Approved in Europe in December last year, Dificlir (fidaxomicin) is a first-in-class macrocyclic antibiotic indicated for the treatment of the hospital superbug C. difficile, which can cause severe diarrhoea and even death.

Clinical trials of the drug have shown that it has a similar efficacy and safety profile to that of the current gold standard of treatment, vancomycin, however, it almost halved the rate of recurrence of the disease.

And it is this added advantage that could really set Dificlir apart from its rivals, given that recurrence occurs in up to a quarter of patients within 30 days of first being treated with current therapies, posing a significant problem in managing the disease not to mention an extra financial burden on already stretched resources.

In 1996, a UK study suggested that infection with C. difficile was responsible for an additional 21 days of hospital stay per patient, generating an additional per-patient expenditure of £4,107, a company spokesperson told PharmaTimes UK News.

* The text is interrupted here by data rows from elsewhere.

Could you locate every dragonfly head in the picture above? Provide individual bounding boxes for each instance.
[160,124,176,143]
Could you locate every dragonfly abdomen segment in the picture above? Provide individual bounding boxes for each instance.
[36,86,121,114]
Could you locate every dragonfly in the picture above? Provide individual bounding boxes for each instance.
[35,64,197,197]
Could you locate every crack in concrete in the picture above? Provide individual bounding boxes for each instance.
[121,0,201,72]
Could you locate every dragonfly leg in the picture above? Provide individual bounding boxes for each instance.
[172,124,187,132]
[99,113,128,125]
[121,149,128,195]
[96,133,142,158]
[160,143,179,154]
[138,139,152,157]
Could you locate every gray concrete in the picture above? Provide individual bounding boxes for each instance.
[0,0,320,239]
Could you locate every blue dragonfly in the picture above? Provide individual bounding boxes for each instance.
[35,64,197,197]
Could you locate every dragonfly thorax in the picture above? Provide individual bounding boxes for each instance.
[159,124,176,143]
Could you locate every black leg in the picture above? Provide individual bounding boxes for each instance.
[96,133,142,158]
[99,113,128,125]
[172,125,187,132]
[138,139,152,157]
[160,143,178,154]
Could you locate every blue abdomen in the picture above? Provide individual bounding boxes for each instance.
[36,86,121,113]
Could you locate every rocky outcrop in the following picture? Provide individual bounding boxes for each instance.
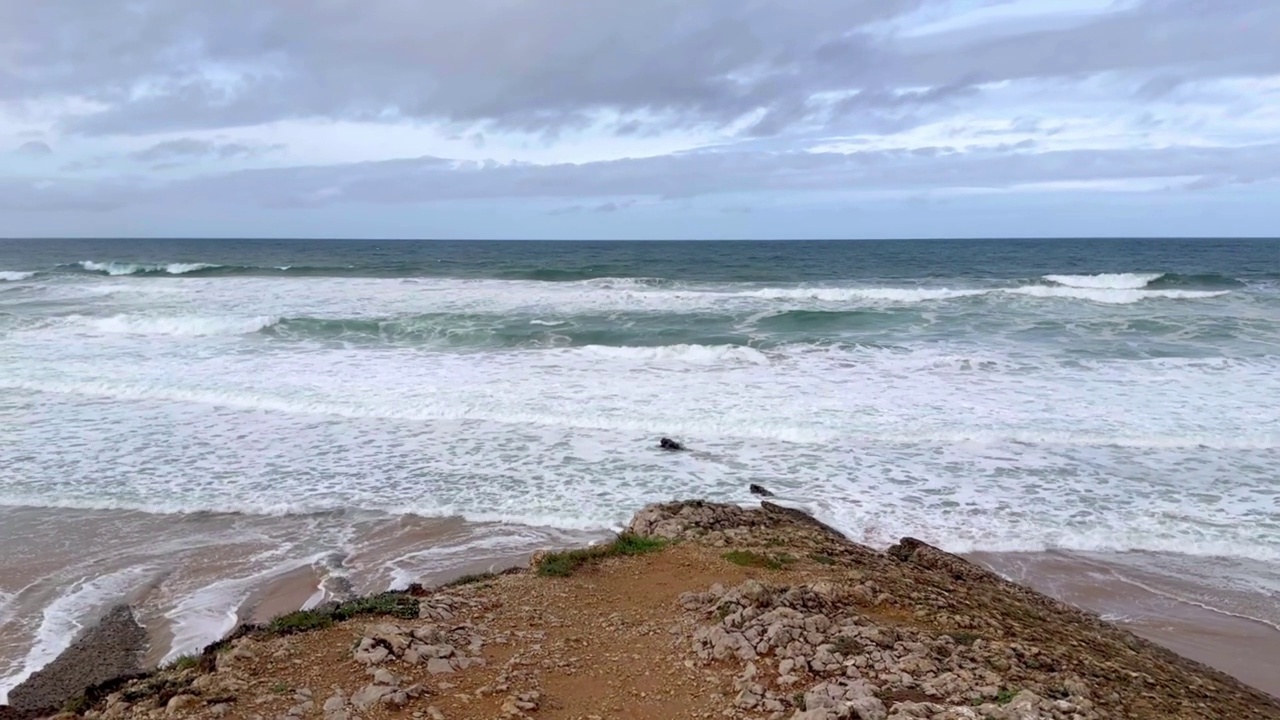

Indeed, latest figures from the 2010/11 Department of Health Impact Assessment Report for C. difficile infection estimate that each episode of the disease costs around £10,000, whilst five-year incidence data to last year suggest readmissions due to recurrence or reinfection involve an additional 12.2 bed days, highlighting the scope of the problem.

Different action 

While Dificlir - which works by actually killing the bacteria instead of the more traditional route of preventing its growth - is designed to help address this issue, it doesn't come cheap, with a price tag of £135 per treatment day (usually around 10 days in total) compared to £5–£13 per day for oral vancomycin.

"Nonetheless, whilst upfront drug investment increases with use of fidaxomicin over oral vancomycin, there is a significant decrease in hospitalisation costs due to potentially decreased recurrence admission spells," the spokesperson stressed to PT.